New Orleans, Louisiana: Die Afroamerikanerin Alicia West (Naomie Harris) war für ihre Heimat als G.I. in Afghanistan und ist seit kurzem Polizeibeamtin. Am heutigen Morgen joggt sie und wird von einer Polizeistreife angehalten. Die beiden weißen Beamten (Ron Mars, Tony Janning) unterziehen sie einer aggressiv durchgeführten Leibesvisitation, bevor sie aufgrund ihrer Polizeimarke erkennen, dass es sich um eine Kollegin handelt. Indessen sich der eine für das Vorgehen entschuldigt, zeigt ihr der zweite, dass er sie in der umliegenden Nachbarschaft, wo auch Alicia wohnt, nicht für die richtige Gesellschaft hält… Sie läuft weiter zum Lafayette Cemetery No 2 und bringt ihrer vor kurzem gestorbenen Mutter Thelma frische Blumen an deren Grabstätte. Auf dem Polizeipräsidium trifft sie später ihren Kollegen Kevin Jennings (Reid Scott), ebenfalls weißer Hautfarbe, mit dem sie heute Streife fahren wird. Kevin mag und respektiert sie. Als er ihre gedrückte Stimmung bemerkt, versucht er sie etwas aufzuheitern. Die beiden, jeder in kugelsicherer Weste mit aufgeschnallter Body Cam, fahren im Streifenwagen durchs Armenviertel Kingston Manor in New Orleans, wo in verfallenden Häusern vor allem afroamerikanische Bürger ihr Dasein fristen. Kevin erzählt seiner neuen Kollegin, dass auf deren Anrufe die Polizei nicht mal mehr reagiere. Als er an einem Supermarkt Kaffee holt, bemerkt Alicia vom Auto aus eine afroamerikanische Frau (Nafessa Williams) in Gesellschaft von zwei Männern und einem Jungen (Carsyn Taylor), womöglich ihrem Sohn…

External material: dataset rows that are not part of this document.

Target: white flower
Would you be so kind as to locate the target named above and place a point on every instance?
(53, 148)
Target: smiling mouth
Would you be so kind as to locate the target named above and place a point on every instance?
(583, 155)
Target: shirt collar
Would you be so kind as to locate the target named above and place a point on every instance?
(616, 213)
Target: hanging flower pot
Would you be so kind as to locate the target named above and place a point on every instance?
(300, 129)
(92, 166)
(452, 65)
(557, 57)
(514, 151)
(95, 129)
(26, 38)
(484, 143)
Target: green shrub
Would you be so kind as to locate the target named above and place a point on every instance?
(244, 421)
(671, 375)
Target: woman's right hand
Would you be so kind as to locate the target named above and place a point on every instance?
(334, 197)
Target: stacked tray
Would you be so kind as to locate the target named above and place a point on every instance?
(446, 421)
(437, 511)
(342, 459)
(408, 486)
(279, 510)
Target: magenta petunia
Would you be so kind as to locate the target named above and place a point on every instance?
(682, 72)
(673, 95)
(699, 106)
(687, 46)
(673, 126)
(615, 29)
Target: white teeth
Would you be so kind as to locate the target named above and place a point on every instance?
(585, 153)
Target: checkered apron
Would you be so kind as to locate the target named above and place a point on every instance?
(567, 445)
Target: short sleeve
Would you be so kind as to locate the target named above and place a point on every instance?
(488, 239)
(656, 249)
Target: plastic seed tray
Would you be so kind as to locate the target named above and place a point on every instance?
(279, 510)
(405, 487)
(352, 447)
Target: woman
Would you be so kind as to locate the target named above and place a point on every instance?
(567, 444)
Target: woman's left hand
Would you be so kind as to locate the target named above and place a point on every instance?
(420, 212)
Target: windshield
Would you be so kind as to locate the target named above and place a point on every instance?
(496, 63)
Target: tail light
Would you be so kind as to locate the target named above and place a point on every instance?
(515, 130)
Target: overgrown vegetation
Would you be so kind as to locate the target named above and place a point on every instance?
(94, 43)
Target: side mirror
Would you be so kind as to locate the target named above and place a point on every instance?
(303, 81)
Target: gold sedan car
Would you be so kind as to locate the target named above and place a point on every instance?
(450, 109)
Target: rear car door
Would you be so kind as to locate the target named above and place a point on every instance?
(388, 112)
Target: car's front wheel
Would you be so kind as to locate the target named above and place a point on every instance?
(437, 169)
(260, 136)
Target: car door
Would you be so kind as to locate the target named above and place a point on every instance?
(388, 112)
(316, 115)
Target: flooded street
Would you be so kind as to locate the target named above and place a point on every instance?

“It’s a big-city (…) modern-day film noir in which a wrongly accused character tries to clear her name before it’s too late”, schreibt Christy Lemire in ihrer Rezension für RogerEbert.com über diesen Thriller des afroamerikanischen Regisseurs Deon Taylor und seines weißen Autors Peter A. Dowling. Und sie benennt die zentralen Themen, die das Werk in kompromisslos pointierter Weise vorführt – Polizeiwillkür, Korruption und Rassismus. Im klassischen Film Noir à la Schachmatt (USA 1953) oder Im Zeichen des Bösen (USA 1958) waren es Einzelne, die dank ihrer Macht im Dienst des Staates entweder korrupt wurden oder zu territorialen Herrschern heranwuchsen. Spätestens mit Norman Jewisons In der Hitze der Nacht (USA 1967) und im Anschluss dank Sidney Lumets Serpico (USA/ITA 1973) wuchs dies zu einer Darstellung krimineller Machenschaften unterm Schutz des Rechtsstaats, zu einer Darstellung der zugunsten von Korruption und Rassismus etablierten Systeme. Was vor über 50 Jahren eine Welle der Empörung und mit Blick auf Courage und künstlerische Finesse auch eine Welle der Nominierung und Verleihung hochrangiger Filmpreise auslöste, ist Publikum und Filmkritik heute kaum ein Achselzucken wert. Polizeiwillkür, Korruption und Rassismus sind stets und immerdar ein Teil der Tagesnachrichten, deren sachgemäße Monotonie mitunter an Der Blade Runner (USA/HK/UK 1982) erinnert, ist die Welt des 21. Jahrhunderts doch längst im ethisch-moralischen Dunkel einer Zukunft angelangt, die seinerzeit ebenso faszinierend wie unwahrscheinlich schien. Rein technisch und architektonisch mag Black And Blue eine andere Art der Ruine unserer westlichen Hemisphäre abbilden. Moralisch jedoch ist der Dschungel der Bandenkriege von Söldnern mit oder ohne Polizeiuniform eine Bankrotterklärung der Staatsform Demokratie, deren Grundwerte niemand achtet und für die sich niemand interessiert. In diesem Film geht es für die einen um Macht und Geld, für die anderen nur ums nackte Überleben, und das jeweils einzig probate Mittel ist Gewalt.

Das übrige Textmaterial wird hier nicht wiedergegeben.